Oh so SIMPLE Posted January 8, 2011 Posted January 8, 2011 Do the prohibitions on lifetime caps on benefits, and the phasing out of annual caps on benefits, of PPACA '10 apply to MERPs, HRAs, and FSAs? All three limit benefits based on a dollar amount. For example, a MERP might limit the employer's reimbursement of medical expenses, for example, to $7,500 per year. Is that an annual limit that will now be prohibited under Obamacare, meaning that the employer's obligation to reimburse must now be unlimited?
Guest Leo the Lion Posted January 20, 2011 Posted January 20, 2011 See the Preamble to the Interim Final Rules published in Federal Register June 28, 2010 at page 37190-37191. It provides that the annual/lifetime dollar limit rule does not apply to FSAs, HSAs or MSAs nor to a ‘retiree-only’ HRA. The annual/lifetime dollar limit rule also does not apply to an HRA that is ‘integrated with other coverage as part of a group health plan’ where that other coverage, by itself, would not violate the rule against annual dollar maximums. Finally, the agencies requested comments from the public regarding the application of the annual/lifetime dollar limit rule to ‘stand-alone HRAs that are not retiree-only plans.’ I infer from that last piece that the government has not (yet) concluded that stand-alone HRAs for active employees will be subject to the rule against annual/lifetime dollar limits; stay tuned.
leevena Posted January 20, 2011 Posted January 20, 2011 Leo is correct. I am somewhat concerned that the HSA model may not survive, but since the last election, it might stay. Just waiting for final.
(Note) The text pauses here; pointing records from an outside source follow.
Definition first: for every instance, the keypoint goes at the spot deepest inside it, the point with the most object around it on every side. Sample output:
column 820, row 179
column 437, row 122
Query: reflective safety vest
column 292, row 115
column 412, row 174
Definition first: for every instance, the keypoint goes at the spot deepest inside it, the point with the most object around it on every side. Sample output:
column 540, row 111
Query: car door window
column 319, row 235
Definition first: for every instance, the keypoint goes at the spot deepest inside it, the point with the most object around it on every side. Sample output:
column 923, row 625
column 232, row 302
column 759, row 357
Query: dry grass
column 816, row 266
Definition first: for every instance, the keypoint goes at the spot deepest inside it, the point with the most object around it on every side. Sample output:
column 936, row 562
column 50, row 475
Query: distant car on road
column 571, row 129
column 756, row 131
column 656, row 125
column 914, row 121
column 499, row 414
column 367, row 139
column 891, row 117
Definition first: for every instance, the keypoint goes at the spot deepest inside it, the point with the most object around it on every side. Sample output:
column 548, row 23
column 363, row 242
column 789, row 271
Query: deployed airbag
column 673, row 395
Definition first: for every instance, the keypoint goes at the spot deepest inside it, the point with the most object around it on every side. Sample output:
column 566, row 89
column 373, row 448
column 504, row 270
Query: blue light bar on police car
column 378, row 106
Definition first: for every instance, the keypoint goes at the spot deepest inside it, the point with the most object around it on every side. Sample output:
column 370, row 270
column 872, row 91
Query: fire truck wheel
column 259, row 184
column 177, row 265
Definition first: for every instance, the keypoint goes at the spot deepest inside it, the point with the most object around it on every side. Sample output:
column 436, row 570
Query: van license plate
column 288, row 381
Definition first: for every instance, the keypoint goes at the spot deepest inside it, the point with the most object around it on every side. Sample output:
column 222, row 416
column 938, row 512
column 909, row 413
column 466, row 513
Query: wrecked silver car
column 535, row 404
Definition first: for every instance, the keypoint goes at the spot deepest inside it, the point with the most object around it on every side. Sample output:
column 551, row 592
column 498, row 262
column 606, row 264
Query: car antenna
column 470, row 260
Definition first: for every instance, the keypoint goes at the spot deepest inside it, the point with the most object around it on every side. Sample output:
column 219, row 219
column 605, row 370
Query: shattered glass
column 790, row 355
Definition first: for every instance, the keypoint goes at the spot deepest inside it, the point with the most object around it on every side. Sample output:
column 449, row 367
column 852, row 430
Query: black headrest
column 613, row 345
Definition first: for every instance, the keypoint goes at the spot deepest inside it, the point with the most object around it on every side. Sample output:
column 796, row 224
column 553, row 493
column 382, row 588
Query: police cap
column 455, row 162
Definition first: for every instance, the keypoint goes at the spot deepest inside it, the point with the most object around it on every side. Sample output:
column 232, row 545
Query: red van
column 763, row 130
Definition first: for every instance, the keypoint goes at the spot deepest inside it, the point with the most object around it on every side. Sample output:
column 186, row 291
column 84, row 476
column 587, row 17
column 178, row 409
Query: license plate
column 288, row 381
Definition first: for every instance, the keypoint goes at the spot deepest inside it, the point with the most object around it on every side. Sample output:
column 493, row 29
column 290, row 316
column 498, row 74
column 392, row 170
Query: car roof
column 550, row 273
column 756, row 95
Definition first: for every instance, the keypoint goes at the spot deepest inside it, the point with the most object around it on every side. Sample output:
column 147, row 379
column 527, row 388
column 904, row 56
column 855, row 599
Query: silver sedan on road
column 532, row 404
JCJD Posted March 1, 2011 Posted March 1, 2011 I realize the agencies have asked for comments on stand alone HRAs - has anyone heard of any forthcoming guidance? And, withouht any subsequent guidance, are any companies adding this kind of HRA now despite the possible issues?
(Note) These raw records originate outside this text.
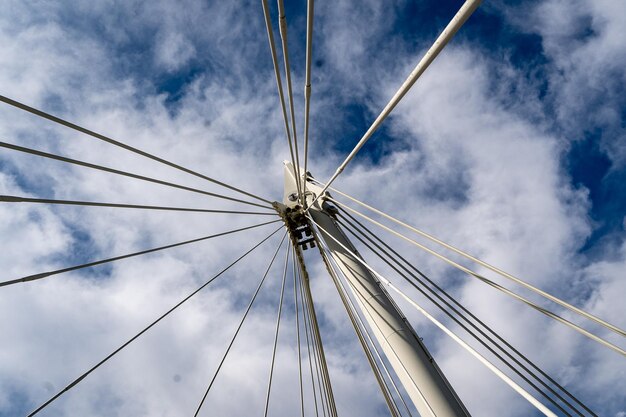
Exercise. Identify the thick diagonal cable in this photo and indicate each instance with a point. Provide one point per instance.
(321, 382)
(500, 288)
(482, 263)
(276, 333)
(298, 342)
(282, 24)
(389, 400)
(123, 173)
(18, 199)
(279, 83)
(378, 355)
(472, 333)
(101, 137)
(455, 24)
(370, 340)
(42, 275)
(241, 322)
(307, 89)
(532, 400)
(453, 305)
(84, 375)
MARYMM Posted March 1, 2011 Posted March 1, 2011 Leo is correct. I am somewhat concerned that the HSA model may not survive, but since the last election, it might stay. Just waiting for final. Just curious about why you think it may not survive. I need to write to my congresscritters about the disconnect between HSA eligiblity rules for dependents and the new coverage rules for dependents under PPACA. We only offer HDHP/HSA here . I like it, it works for me. I 've contributed the max each year and take advantage of the investment options our provider offers. And I've been fortunate to have good health - knock wood. But a single parent who covers their 24 year old kid gets bumped from a $1500 deductible to $3000 then can't use any of the money in their HSA to pay for the kid's expenses. That is a hardship for some employees.
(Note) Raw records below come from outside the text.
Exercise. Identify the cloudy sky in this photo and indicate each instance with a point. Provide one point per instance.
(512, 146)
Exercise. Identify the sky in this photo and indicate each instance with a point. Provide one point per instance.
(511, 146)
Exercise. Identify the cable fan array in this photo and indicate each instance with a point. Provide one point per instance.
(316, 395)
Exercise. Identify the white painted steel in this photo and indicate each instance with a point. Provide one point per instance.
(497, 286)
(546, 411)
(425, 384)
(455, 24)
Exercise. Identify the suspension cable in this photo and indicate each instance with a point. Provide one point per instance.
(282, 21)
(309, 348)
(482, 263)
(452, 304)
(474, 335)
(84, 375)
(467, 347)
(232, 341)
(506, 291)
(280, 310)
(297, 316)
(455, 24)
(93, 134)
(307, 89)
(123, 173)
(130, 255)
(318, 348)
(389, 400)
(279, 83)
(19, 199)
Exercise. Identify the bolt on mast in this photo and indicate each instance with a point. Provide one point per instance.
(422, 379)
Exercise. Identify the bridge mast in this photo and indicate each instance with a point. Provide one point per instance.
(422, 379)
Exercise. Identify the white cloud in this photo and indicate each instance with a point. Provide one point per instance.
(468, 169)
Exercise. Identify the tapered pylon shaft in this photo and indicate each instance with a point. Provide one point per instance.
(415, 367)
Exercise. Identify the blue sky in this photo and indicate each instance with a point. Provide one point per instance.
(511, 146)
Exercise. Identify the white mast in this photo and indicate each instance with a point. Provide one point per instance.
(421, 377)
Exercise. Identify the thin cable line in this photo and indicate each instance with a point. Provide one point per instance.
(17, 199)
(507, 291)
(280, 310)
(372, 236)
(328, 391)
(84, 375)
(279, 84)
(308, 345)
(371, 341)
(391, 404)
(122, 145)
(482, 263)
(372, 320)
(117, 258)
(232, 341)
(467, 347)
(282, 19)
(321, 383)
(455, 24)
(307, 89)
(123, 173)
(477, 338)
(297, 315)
leevena Posted March 1, 2011 Posted March 1, 2011 As with any law/regulation, the devil is in the details and interpretation/implementation. The Healthcare Reform legislation did not do away with these plans. The most obivous impact is; 1) the loss of OTC drugs as a qualified expense, 2) increase of non-qualified withdrawls penalty from 10% to 20%, and 3) loss of hardship withdrawl. What does concern me though is how HHS interprets and implements the provisions pertaining to actuarial value, MLR's, and essential benefits. The actuarial value (60% of costs to cover claims) is the one that worries me the most. Hope this explains.